Un tel mécanisme garantit que les droits de l'homme ne sont
pas perdus de vue lors de l'élaboration des politiques. Plus
particulièrement, M. Hunt souhaite savoir si le Pacte est
pris en compte dans la politique étrangère du Portugal.
Certes, l'article 71 de la Constitution le prévoit, mais
les obligations énoncées par le Pacte sont-elles intégrées
concrètement dans la politique étrangère du
Portugal, par exemple dans les relations avec les organisations
internationales ? Enfin, la délégation portugaise
peut-elle dire si, bien que la Chine n'ait pas ratifié le
Pacte, Macao présentera un rapport au Comité des droits
économiques, sociaux et culturels, comme cela est prévu
dans le cas de Hong Kong ?
32. M. RIEDEL demande si, au Timor oriental,
la langue portugaise pourra reprendre sa place, comme la population
du territoire semble le souhaiter. Il voudrait également
obtenir des précisions sur la notion quelque peu troublante
de race qui apparaît dans des décisions judiciaires
relatives à des Tsiganes.
33. M. ANTANOVICH souhaite savoir si le Portugal
offre au Timor oriental une assistance technique dans la mise en
place des institutions, afin de favoriser l'autodétermination
de ce territoire. Dans l'affirmative, quels en ont été
les premiers résultats ?
34. M. WIMER demande pourquoi le Portugal n'a
pas signé la Convention No 169 de l'OIT sur les droits des
populations autochtones.
35. M. AHMED déplore que la notion de
"pureté ethnique des Tziganes" ait été
utilisée par des tribunaux portugais. Plus généralement,
selon des informations que M. Ahmed a obtenues, le Portugal refuse
de donner asile à des groupes tels que les Roms, parce qu'il
ne reconnaît pas que ceux-ci ont été victimes
d'une discrimination dans leur pays d'origine. Les demandeurs d'asile
originaires d'Angola se heurtent à des problèmes analogues,
en raison des liens politiques étroits qui existent entre
ce pays et le Portugal. Dans l'ensemble, les réfugiés
présents sur le territoire portugais rencontrent, pour des
raisons de pure forme, des difficultés qui pourraient être
facilement surmontées. Par exemple, la carte d'identité
spéciale délivrée aux réfugiés
n'est pas toujours reconnue. Les banques, par exemple, exigent en
outre un permis de résidence, que les réfugiés
ne détiennent pas. M. Ahmed souhaite recevoir des explications
sur ces anomalies, qui n'enlèvent rien au fait que les droits
de l'homme sont respectés dans l'ensemble au Portugal.

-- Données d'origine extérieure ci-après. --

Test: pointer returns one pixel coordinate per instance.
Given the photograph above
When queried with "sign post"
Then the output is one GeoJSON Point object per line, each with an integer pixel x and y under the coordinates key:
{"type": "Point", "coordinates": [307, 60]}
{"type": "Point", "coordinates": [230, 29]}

36. M. CEVILLE demande si des dispositions législatives
protègent les personnes vulnérables, en particulier
les handicapés, contre la discrimination dans des domaines
tels que l'emploi et l'enseignement, non seulement dans le secteur
public, comme c'est le cas, mais aussi dans le secteur privé.

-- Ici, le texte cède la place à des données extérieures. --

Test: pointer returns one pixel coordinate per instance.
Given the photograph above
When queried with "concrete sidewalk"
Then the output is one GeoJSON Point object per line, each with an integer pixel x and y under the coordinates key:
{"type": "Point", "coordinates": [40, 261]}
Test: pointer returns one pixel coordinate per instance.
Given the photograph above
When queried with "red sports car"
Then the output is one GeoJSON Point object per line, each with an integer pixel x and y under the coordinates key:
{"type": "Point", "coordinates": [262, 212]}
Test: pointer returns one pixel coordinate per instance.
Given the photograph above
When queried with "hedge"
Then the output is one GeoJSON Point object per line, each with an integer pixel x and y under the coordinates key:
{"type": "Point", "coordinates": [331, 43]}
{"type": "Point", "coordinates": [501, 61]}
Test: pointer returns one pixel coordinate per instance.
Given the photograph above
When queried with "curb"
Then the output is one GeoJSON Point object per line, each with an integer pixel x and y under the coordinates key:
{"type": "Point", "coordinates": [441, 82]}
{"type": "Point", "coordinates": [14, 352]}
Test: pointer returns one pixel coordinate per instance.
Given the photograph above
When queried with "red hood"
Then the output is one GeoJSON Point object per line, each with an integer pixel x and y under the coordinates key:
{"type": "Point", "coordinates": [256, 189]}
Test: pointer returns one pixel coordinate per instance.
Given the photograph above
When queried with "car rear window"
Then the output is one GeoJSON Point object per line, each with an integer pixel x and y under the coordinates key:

Comment le médiateur intervient-il en cas de discrimination
et, plus généralement, pour défendre les droits
de l'homme ? En outre, quels sont les liens qui existent entre le
médiateur et les autorités ?
37. M. DOS SANTOS PAIS (Portugal) répond
que le Portugal n'a pas encore adopté de plan d'action pour
les droits de l'homme, probablement parce qu'il n'existe pas encore
de comité des droits de l'homme dans ce pays. La plupart
des interventions du Bureau du Procureur général en
matière de droits de l'homme résultent des initiatives
de l'Institut des droits de l'homme. Le parquet est indépendant
du Gouvernement et, comme il doit veiller au respect de la légalité,
il lui incombe d'en surveiller les activités, notamment pour
protéger les droits de l'homme. En outre, plusieurs organismes
officiels mènent des activités de défense des
droits de l'homme, établissent par exemple des codes de conduite
que l'administration doit respecter dans ses relations avec les
citoyens et en publient des brochures pour faire connaître
à chacun ses droits et les recours disponibles si ceux-ci
sont violés.
38. Pour ce qui est des institutions de défense
de droits de l'homme, leurs moyens d'action sont variables. Le médiateur
peut intervenir en cas de violation des droits économiques,
sociaux et culturels. Tenu de surveiller l'action des pouvoirs publics,
il émet des recommandations destinées au Gouvernement
et, dans plus de 80 % des cas, celles-ci sont suivies. Par ailleurs,
diverses commissions sont chargées de veiller, chacune dans
un domaine particulier, au respect des droits de l'homme par les
administrations; elles jouent le rôle d'organismes de liaison
pour des questions qui ont un caractère transversal. Leur
action est orientée en particulier vers les personnes susceptibles
d'être victimes d'actes de discrimination. Il existe, par
exemple, une commission pour l'égalité et les droits
des femmes et une commission des minorités ethniques. Les
institutions de défense des droits de l'homme sont-elles
indépendantes ? La réponse est affirmative pour le
médiateur et le Bureau du Procureur général,
mais même les commissions qui relèvent d'un ministère
donné agissent de façon indépendante. Leurs
recommandations sont suivies dans la plupart des cas. Pour ce qui
est de l'intégration du Pacte dans l'élaboration des
politiques, la préoccupation pour les droits économiques,
sociaux et culturels est globale et l'on s'efforce de la concrétiser
dans les différents domaines. C'est le cas sur le plan intérieur
et, le plus souvent, en matière de politique étrangère
également.
39. L'action du Portugal à l'égard
du Timor oriental repose essentiellement sur des considérations
liées aux droits de l'homme. Il en va de même de la
politique menée à l'égard des anciennes colonies
africaines, en particulier dans le domaine de la coopération
au développement. En ce qui concerne la région autonome
spéciale de Macao, elle pourra probablement présenter
un rapport au Comité des droits économiques, sociaux
et culturels, comme elle l'a fait au Comité des droits civils
et politiques. Le Portugal a du reste obtenu que plusieurs instruments
de défense des droits de l'homme s'appliquent à Macao.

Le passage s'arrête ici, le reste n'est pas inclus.